Manca un piano di sviluppo

E non è tutto. Il Cdr ha puntato il dito anche sull’assenza di un piano di sviluppo che dia prospettive alla redazione. Mancano promozioni per coprire ruoli apicali, mancano riconoscimenti adeguati a chi, ogni giorno, tiene in piedi la macchina informativa. “Chiediamo un orizzonte nuovo, un progetto che permetta ai giornalisti di lavorare con soddisfazione e dignità”, ha ribadito Ferrante, sottolineando come il dialogo con l’azienda sia praticamente inesistente. “È difficile persino avviare un confronto produttivo con la parte aziendale”, ha aggiunto, lasciando intendere che le porte di Cairo, per ora, restano chiuse.

Il timing dell’attacco non è casuale. La denuncia arriva a due giorni dalla presentazione dei palinsesti di La7 per la prossima stagione, un evento in programma a Milano che dovrebbe celebrare i successi dell’emittente. E, soprattutto, alla vigilia della festa organizzata da Enrico Mentana, il volto simbolo del TgLa7, che ha chiamato a raccolta collaboratori e colleghi per festeggiare i 15 anni dalla sua nomina alla guida del telegiornale. Mentana, con un post sui social aveva lasciato intendere un possibile addio, salvo poi chiarire che non ha intenzione di lasciare. Ma il suo momento di gloria rischia di essere offuscato dal malcontento della redazione, che chiede a gran voce un cambio di rotta.

Non solo La7

Anche al Corriere della Sera, pilastro del Gruppo Cairo, il clima è tutt’altro che sereno. Negli ultimi mesi, il malessere interno è emerso con chiarezza, nonostante il quotidiano milanese resti un punto di riferimento per l’informazione mainstream italiana. Fonti interne dipingono una redazione sotto pressione, alle prese con carichi di lavoro sempre più pesanti, contratti precari per i più giovani e una percezione di scarso riconoscimento per il lavoro svolto. Recentemente, il Cdr del Corriere ha denunciato una situazione di tensione, con i giornalisti che lamentano una gestione aziendale che sembra privilegiare logiche di profitto rispetto alla qualità del giornalismo.

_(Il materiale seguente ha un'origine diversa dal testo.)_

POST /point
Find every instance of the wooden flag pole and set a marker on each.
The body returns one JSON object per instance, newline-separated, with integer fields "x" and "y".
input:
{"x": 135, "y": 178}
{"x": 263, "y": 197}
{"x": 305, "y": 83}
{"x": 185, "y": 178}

E poi c’è il parallelo, quasi inevitabile, con un’altra piazza che ribolle contro la gestione Cairo: quella dei tifosi del Torino. Sotto la Mole, i supporter granata hanno alzato la voce contro il patron, accusato di una gestione poco ambiziosa e di promesse non mantenute. Tra striscioni e cori di protesta, i tifosi del Toro chiedono rispetto per la loro passione, proprio come i giornalisti di La7 chiedono rispetto per il loro lavoro. Due mondi diversi, un unico refrain: Cairo incassa, ma chi mette cuore e sudore resta a mani vuote. La verità, nuda e cruda, è che il modello Cairo, per quanto vincente in termini di numeri, mostra crepe profonde. Che siano giornalisti o tifosi, il refrain è sempre lo stesso: con il braccino corto di Berluschino non si va lontano.